O governador Gladson Camelí (PP) sancionou a Lei nº 4.763, de 19 de janeiro de 2026, que institui o Programa de Atenção à Saúde do Idoso em Domicílio (PASID) no Estado do Acre. A norma foi publicada no Diário Oficial do Estado (DOE), desta segunda-feira, 26, e é oriunda do Projeto de Lei nº 61/2025, de autoria do deputado estadual Adailton Cruz (PSB).
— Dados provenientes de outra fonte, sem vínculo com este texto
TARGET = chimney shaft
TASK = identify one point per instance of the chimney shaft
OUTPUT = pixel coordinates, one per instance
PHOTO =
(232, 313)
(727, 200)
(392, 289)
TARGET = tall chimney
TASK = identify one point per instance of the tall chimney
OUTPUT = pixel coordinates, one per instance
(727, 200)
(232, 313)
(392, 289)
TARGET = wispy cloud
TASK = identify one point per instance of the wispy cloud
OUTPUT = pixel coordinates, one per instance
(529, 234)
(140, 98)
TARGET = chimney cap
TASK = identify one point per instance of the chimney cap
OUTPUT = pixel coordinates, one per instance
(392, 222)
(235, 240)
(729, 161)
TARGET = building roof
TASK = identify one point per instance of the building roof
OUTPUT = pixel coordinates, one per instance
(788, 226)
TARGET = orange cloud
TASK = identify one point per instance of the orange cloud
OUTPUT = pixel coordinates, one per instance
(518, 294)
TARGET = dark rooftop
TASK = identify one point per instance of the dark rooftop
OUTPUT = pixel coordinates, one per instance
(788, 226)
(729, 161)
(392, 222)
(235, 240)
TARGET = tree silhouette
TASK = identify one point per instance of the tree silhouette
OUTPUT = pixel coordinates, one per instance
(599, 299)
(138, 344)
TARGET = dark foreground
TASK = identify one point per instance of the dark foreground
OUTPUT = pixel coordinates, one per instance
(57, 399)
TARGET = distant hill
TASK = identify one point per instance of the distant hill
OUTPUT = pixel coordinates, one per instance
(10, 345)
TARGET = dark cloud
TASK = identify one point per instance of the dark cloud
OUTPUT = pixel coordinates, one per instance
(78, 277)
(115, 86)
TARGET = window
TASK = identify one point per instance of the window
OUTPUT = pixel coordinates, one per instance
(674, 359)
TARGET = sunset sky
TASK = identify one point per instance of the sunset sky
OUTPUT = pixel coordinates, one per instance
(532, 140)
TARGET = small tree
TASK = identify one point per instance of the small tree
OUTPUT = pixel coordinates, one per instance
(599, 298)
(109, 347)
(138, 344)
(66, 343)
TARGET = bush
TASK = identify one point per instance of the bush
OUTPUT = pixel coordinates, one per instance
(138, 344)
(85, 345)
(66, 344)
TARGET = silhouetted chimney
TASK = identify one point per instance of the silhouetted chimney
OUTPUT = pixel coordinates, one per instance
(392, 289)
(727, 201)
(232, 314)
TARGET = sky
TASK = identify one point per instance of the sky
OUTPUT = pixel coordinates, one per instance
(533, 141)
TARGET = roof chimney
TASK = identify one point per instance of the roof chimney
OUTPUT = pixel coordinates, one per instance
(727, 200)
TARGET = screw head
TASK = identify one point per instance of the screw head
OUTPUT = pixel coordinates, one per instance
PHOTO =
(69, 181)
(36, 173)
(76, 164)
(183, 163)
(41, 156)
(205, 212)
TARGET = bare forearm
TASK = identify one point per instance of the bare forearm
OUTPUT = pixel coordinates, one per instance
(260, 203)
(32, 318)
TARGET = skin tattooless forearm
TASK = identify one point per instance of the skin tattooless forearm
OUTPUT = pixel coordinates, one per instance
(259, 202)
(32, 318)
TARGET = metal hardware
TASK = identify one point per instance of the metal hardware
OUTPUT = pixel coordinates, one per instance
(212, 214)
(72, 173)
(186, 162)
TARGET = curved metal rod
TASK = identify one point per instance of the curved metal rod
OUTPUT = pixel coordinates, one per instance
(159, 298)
O programa tem como objetivo promover a saúde, prevenir doenças, reduzir internações evitáveis e garantir assistência integral e humanizada à pessoa idosa, preferencialmente em seu domicílio, em conformidade com os princípios do Sistema Único de Saúde (SUS).
De acordo com a legislação, o PASID priorizará o atendimento de idosos com mobilidade reduzida, doenças crônicas ou em situação de vulnerabilidade social, por meio de visitas periódicas realizadas por equipes multiprofissionais. A assistência domiciliar incluirá suporte médico, psicológico, de enfermagem, fisioterapêutico, nutricional e de assistência social, além de ações educativas voltadas à prevenção de doenças, cuidados paliativos e promoção do envelhecimento saudável.
A lei também prevê a integração da atenção básica com os demais níveis de atenção à saúde, inclusive com uso de ferramentas de telessaúde, garantindo acesso a medicamentos, insumos, equipamentos e tecnologias adequadas ao tratamento domiciliar, além do respeito à diversidade cultural, religiosa, de gênero e étnico-racial dos idosos atendidos.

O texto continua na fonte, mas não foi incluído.